トラネコがトラ刈りになったお話

 私は以前、ネコを飼っていた。何の変哲もない、日本では本当によく見かける赤トラの雌ネコである。こいつが中々やんちゃなヤツで、私達家族はずいぶん笑わせてもらったものだ。隣の家の雄ネコの餌を取る。それも、取った方が取られた方よりいばっている。食べながら、「ニャーッ!」と相手を威嚇するのだ。相手は大人しく食べ終わるのを待っているのに。文句を言うくらいなら、食べるなよ、と言いたくなる。昔、「アッシー」「メッシー」などという言葉が流行ったことがあるが、人間の女の方がまだしもだ、奢ってもらったらお礼くらいは言うよね、と思う。いやはや、雄ネコもつらいものである。それでも憎めない。もっともそれは私がこやつの飼い主だからで、隣の家の人には十分憎まれていたことだろう。

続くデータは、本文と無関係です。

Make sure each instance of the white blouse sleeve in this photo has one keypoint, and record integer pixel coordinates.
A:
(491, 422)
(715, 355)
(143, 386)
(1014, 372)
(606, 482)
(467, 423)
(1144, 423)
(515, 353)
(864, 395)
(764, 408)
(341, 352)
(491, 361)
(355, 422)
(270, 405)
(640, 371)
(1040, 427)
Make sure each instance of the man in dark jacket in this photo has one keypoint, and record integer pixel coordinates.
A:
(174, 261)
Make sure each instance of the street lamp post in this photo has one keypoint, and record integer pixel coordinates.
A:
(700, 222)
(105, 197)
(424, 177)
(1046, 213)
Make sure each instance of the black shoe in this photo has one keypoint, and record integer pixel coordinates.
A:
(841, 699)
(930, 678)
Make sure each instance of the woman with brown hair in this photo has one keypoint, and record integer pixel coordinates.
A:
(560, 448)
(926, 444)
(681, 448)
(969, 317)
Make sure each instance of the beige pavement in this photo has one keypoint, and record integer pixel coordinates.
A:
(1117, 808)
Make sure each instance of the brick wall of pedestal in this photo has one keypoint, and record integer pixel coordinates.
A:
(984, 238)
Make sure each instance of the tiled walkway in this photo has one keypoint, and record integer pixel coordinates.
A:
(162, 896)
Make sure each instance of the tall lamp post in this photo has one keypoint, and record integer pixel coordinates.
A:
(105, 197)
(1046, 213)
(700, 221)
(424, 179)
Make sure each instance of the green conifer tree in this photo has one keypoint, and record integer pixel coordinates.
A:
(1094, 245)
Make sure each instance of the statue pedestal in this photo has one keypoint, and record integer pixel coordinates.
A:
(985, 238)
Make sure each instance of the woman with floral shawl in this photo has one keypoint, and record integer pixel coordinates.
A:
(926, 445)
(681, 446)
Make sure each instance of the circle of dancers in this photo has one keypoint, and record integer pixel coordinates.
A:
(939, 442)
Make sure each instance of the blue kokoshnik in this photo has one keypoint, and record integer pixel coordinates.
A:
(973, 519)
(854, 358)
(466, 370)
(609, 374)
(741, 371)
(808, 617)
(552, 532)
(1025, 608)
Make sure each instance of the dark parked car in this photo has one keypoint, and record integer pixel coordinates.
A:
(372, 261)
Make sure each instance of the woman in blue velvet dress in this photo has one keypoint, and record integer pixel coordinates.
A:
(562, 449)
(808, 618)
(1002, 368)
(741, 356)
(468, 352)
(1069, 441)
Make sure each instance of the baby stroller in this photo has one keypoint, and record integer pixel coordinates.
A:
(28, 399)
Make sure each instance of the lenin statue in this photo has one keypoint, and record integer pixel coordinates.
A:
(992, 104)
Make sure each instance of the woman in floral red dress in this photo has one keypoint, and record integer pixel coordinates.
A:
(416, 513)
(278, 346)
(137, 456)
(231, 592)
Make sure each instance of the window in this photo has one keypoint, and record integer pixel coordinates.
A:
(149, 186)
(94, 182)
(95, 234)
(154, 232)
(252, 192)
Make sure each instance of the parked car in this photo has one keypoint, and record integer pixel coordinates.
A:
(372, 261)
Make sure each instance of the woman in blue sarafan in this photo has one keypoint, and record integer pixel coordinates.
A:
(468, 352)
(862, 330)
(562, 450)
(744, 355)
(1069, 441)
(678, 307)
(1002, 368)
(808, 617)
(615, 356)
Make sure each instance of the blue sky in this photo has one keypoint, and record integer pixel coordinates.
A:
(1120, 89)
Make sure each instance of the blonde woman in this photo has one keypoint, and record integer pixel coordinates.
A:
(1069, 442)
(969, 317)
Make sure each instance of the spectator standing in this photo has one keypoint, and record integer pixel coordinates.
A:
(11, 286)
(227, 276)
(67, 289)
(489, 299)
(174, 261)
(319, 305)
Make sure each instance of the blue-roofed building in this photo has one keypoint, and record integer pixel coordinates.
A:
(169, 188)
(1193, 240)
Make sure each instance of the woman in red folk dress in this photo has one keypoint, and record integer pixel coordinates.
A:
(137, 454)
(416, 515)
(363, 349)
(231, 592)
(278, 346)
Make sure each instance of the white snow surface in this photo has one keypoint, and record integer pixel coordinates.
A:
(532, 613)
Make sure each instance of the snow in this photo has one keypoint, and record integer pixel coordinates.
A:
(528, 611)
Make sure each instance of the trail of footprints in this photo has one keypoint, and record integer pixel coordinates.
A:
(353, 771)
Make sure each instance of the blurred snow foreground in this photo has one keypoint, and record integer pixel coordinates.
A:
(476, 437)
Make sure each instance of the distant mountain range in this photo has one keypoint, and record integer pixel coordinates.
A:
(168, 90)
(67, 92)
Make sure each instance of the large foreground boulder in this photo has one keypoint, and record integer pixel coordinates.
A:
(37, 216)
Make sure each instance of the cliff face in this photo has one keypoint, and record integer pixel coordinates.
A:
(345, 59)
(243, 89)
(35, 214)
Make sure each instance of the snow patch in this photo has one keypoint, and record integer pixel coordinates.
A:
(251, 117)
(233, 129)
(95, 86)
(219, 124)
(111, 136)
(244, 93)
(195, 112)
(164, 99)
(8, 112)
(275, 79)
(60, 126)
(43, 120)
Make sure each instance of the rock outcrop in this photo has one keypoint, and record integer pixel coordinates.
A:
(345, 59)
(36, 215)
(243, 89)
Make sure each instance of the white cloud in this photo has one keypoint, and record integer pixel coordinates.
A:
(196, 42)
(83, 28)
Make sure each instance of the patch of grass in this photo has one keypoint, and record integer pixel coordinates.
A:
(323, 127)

 ある日のことだ。自室で本を読んでいる私の側に来て、こいつがスリスリと甘えてきた。実はこのトラっこは、やんちゃな暴れん坊のくせに甘ったれで、人間にすり寄る癖がある。肌寒い頃で、部屋には電気ストーブがついていた。ご多分にもれず、このトラもネコ族の習性をしっかり受け継いでいたので、寒がりだった。電気ストーブにぴったりと体を寄せている。私は読書に没頭していたので、そのまま放っておいた。
 ふと気が付くと、どうも何か焦げ臭い。電気ストーブに糸くずでも入って燃えているのかと目を凝らしたのだが、何もない。おかしい、でも何かが燃えている。次の瞬間、アッとのけぞった。あろうことか、トラのわき腹の毛が焦げているではないか。
「お前、何やっているんだよ、燃えちゃうだろ!?」
 大慌てにトラをストーブから引き離したが、肝心のこいつは「おかしいな、何も怒られることはしていないはずなのに」と言いたげに、目をきょときょとしている。本当にあわや焼きネコが出来るところだった。
 結局、火傷はせずにすんだのだが、しばらくこいつのわき腹はダンダン縞に焼け焦げ模様が残ってしまった。これが本当のトラ刈りだね、家族でトラのわき腹を見る度大笑いしたことが昨日のことのように思い出される。そんなトラも今は天国に居る。天国でも焼け焦げには気を付けるんだぞ、そんなことをふと思う今日この頃である。